For many years it’s been obvious that the populace is being professionally scared. By that I mean that the government, major corporations, and the media deliberately contrive to frighten the general public. Agents of the state act in collusion with private interests to gin up fear among the citizenry in order to serve their own purposes. It’s a well-established principle of authoritarian and totalitarian governance that frightened citizens are easier to control and manipulate.
In recent years we’ve been subjected to a barrage of fear porn on various topics, beginning with the “pandemic” in early 2020. The scary stuff is delivered serially, with each new frightening topic emerging in the media just as the previous panic begins to wane. First COVID, then when that started to fade, monkeypox. Then came the danger of nuclear war. And through it all was woven the perennial favorite, “climate change”, the fear of which is supposed to make us give up the internal combustion engine, live in “smart cities”, and eat the bugs.
The Powers That Be seem to be keeping their options open on various other scare stories, such as UFOs or new, improved pandemics. There’s obviously a need to hold a frightening new crisis in reserve, ready to be trotted out when needed.
There’s no denying that the legacy media are deliberately pounding their audience with fear porn, day after day.

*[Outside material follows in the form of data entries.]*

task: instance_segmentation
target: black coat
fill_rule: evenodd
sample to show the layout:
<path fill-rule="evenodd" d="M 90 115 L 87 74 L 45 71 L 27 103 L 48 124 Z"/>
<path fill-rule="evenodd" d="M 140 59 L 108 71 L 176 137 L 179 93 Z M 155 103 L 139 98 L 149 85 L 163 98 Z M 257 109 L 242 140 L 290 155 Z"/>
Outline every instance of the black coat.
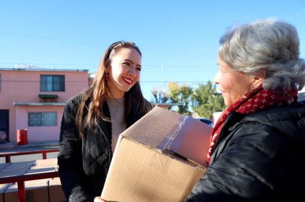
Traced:
<path fill-rule="evenodd" d="M 93 201 L 96 196 L 101 195 L 112 157 L 110 123 L 101 120 L 94 130 L 84 129 L 84 139 L 80 139 L 75 117 L 80 100 L 78 96 L 66 105 L 57 157 L 62 188 L 71 202 Z M 144 115 L 136 112 L 135 105 L 132 106 L 126 120 L 127 127 Z M 110 117 L 106 102 L 103 110 Z"/>
<path fill-rule="evenodd" d="M 295 102 L 230 114 L 187 201 L 301 201 L 304 187 L 305 105 Z"/>

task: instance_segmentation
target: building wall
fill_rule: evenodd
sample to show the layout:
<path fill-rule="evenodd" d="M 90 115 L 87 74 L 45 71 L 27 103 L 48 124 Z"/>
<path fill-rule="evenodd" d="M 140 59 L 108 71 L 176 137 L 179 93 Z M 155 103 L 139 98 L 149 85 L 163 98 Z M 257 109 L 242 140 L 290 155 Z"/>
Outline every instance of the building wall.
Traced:
<path fill-rule="evenodd" d="M 0 109 L 9 110 L 9 140 L 16 142 L 16 130 L 27 129 L 29 141 L 58 139 L 65 103 L 88 86 L 87 70 L 0 69 Z M 65 92 L 41 92 L 41 74 L 65 75 Z M 40 103 L 39 94 L 57 95 L 58 106 L 14 105 L 14 103 Z M 56 127 L 28 127 L 29 111 L 57 111 Z"/>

But Vera is right that the alternative media are doing the same thing, albeit with a different set of preferred scary topics. Hyperinflation, mandatory vaxing and/or chipping, transhumanism, and the abolition of cash are among the most popular frighteners. And the alt-media occasionally overlap the MSM on some fear-inducers, such as the possibility of nuclear war.
The media agents of fright, whether mainstream or alternative, rely on the short memories of their audience. I remember when the climate fright first got going, back in the early to mid 1970s. But before we were told to be scared about “global warming”, the fearmongers wanted us to lie awake nights worrying about a “new ice age”. They’re hoping we’ve forgotten all that, but the archival records are available for anyone who cares to look them up.
The PTB are also hoping we’ll forget the terrifying predictions which laughably failed to come true. The coming eco-dystopia in the 1980s, for instance — John Brunner was one of its most notable proponents in The Sheep Look Up — never materialized. Pollution didn’t kill all marine life in the 1990s. The world’s oil reserves weren’t exhausted before the year 2000. Lower Manhattan still isn’t underwater, thirty or forty years after the first alarming predictions were issued.
We’re not supposed to remember any of that stuff. And I’m pretty sure most people don’t remember it. But I do.